Thursday, June 15, 2006

UK agrees to jail Charles Taylor

The British government has agreed that former Liberian leader Charles Taylor could serve a prison sentence in the UK, if he is convicted of war crimes.
This paves the way for his trial to start in The Hague, after other European countries refused to host him.

A UN-backed tribunal in Sierra Leone, where he is in prison, wants the trial to be moved due to security fears.

Mr Taylor faces 11 war crimes charges after allegedly backing rebels in the decade-long Sierra Leone civil war.

"I was delighted to be able to respond positively to the request of the United Nations Secretary General, that, should he be convicted, Charles Taylor serve his sentence in the UK," British Foreign Minister Margaret Beckett said.


TAYLOR TIMELINE
1989: Launches rebellion
1991: RUF rebellion starts in Sierra Leone
1995: Peace deal signed
1997: Elected president
1999: Lurd starts rebellion to oust Taylor
June 2003: Arrest warrant issued
August 2003: Steps down, goes into exile in Nigeria
March 2006: Arrested, sent to Sierra Leone


However, she said new legislation would be required. Mrs Beckett said the decision showed the UK's "commitment to international justice".
The Dutch government agreed to host Mr Taylor's trial, as long as he was imprisoned in another country if he was convicted.

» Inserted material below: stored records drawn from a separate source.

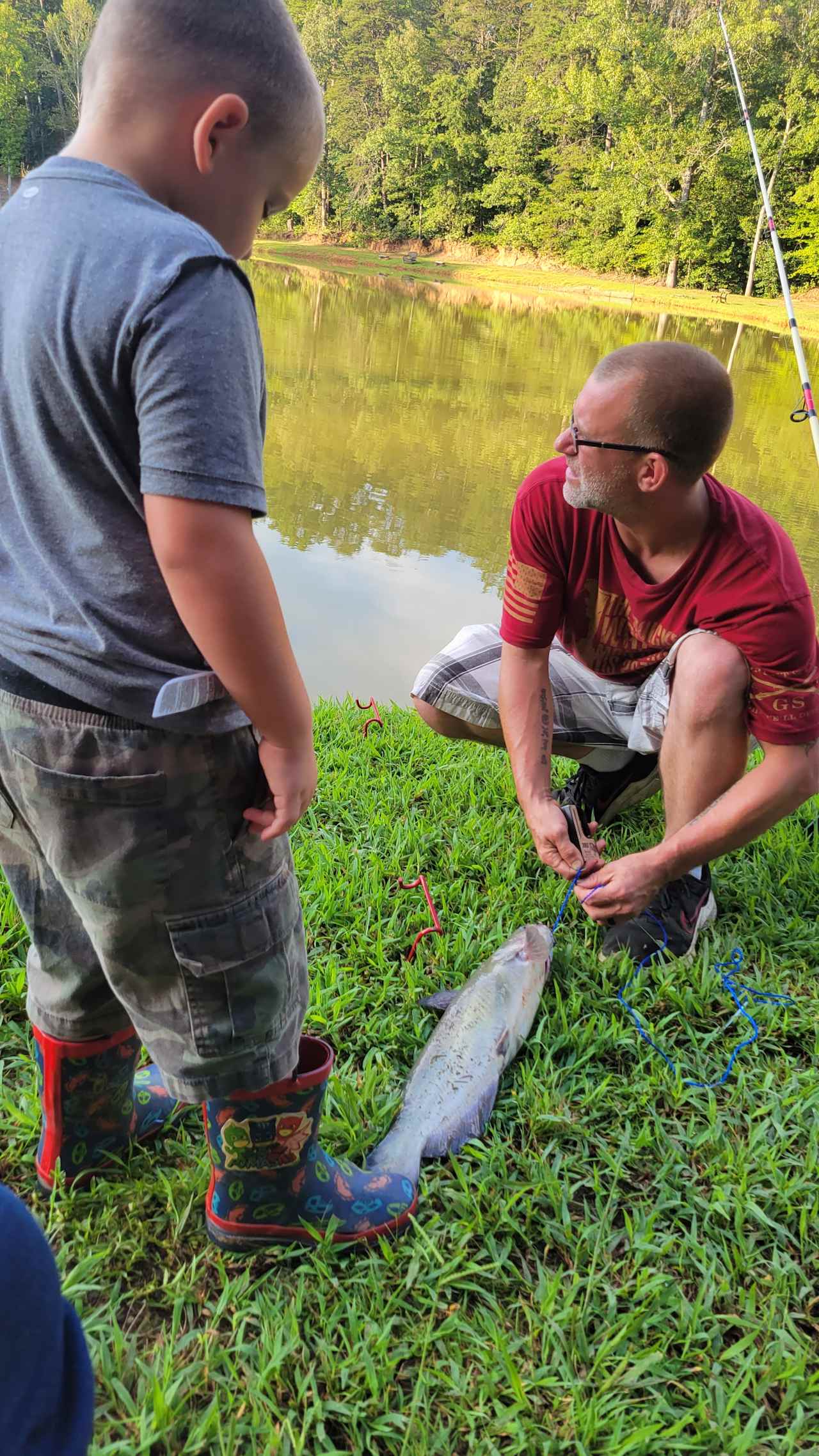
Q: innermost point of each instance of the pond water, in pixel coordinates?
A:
(402, 417)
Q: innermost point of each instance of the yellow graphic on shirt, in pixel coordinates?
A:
(784, 695)
(617, 641)
(523, 592)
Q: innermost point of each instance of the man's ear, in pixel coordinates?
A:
(218, 127)
(653, 473)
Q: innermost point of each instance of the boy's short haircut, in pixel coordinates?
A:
(248, 47)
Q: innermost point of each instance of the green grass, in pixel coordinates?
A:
(620, 1265)
(547, 281)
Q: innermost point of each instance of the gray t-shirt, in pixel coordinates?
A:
(130, 365)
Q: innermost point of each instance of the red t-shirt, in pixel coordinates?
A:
(571, 577)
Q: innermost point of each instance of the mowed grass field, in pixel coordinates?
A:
(620, 1265)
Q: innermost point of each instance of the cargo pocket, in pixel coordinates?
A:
(104, 836)
(243, 966)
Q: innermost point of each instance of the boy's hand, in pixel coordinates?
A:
(292, 779)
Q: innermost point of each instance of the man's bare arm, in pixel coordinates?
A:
(761, 798)
(527, 714)
(222, 589)
(770, 793)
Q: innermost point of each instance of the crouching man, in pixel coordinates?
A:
(653, 622)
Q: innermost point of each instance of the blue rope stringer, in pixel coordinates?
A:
(736, 990)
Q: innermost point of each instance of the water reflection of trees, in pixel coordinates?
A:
(406, 417)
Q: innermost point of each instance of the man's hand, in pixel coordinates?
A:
(624, 887)
(547, 825)
(292, 779)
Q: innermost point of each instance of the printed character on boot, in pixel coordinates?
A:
(273, 1181)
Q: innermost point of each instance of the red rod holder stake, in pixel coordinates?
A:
(366, 708)
(434, 926)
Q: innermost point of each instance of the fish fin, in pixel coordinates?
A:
(537, 942)
(471, 1125)
(397, 1152)
(439, 1001)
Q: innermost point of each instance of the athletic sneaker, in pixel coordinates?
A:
(604, 795)
(684, 908)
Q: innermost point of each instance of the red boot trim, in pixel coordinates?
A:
(317, 1061)
(81, 1048)
(230, 1235)
(54, 1053)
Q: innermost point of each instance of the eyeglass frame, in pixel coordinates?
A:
(605, 445)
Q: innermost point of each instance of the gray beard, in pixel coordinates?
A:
(595, 493)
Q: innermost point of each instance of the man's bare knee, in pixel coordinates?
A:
(710, 679)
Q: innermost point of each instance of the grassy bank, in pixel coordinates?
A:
(531, 283)
(620, 1265)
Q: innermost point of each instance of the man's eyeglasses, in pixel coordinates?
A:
(605, 445)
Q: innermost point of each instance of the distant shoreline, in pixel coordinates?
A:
(525, 281)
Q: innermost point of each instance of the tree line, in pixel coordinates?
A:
(602, 133)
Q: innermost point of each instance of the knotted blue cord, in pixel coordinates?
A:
(731, 970)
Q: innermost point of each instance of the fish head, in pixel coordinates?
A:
(531, 946)
(527, 956)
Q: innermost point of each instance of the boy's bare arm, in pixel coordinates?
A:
(222, 589)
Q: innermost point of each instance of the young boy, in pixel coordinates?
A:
(142, 817)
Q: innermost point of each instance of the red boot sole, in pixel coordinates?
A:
(225, 1237)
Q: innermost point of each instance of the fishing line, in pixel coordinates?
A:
(809, 408)
(735, 989)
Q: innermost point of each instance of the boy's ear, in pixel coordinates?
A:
(221, 124)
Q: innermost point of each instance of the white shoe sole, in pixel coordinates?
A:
(707, 916)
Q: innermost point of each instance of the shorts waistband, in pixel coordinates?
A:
(70, 716)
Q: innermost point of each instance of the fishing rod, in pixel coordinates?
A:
(809, 411)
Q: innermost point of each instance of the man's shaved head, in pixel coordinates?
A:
(683, 402)
(244, 47)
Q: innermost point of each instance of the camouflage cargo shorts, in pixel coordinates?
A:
(148, 899)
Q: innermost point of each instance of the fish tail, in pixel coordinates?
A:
(400, 1153)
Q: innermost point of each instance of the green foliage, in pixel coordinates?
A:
(621, 1265)
(605, 136)
(17, 79)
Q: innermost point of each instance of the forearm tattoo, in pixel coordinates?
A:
(545, 729)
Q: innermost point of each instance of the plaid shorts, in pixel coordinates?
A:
(146, 896)
(591, 711)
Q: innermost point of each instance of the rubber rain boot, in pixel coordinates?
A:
(95, 1103)
(270, 1175)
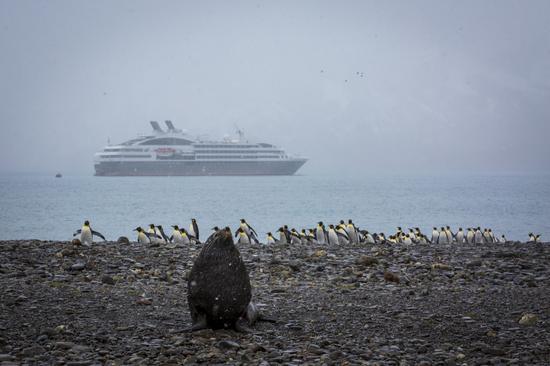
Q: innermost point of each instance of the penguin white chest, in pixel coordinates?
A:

Both Sierra Leone and Liberia are recovering from years of conflict, in which Mr Taylor played a central role.

Liberia's President Ellen Johnson-Sirleaf, who took office in January, said she feared that putting Mr Taylor on trial in West Africa could lead to renewed instability.

Britain, the former colonial power in Sierra Leone, sent troops to help oust rebels from the capital, Freetown in 2000.

Sierra Leone's Revolutionary United Front rebels were notorious for mutilating civilians, by hacking off their arms or legs with machetes.

The UK's minister for Africa, Lord David Triesman, said they started the process in Sierra Leone "and we want to finish it".

"We believe that this is a really strong - probably the strongest signal you could send anywhere in Africa - that there is no impunity, that major criminals will be brought to justice and if they are sentenced they will serve their time," he told Reuters news agency.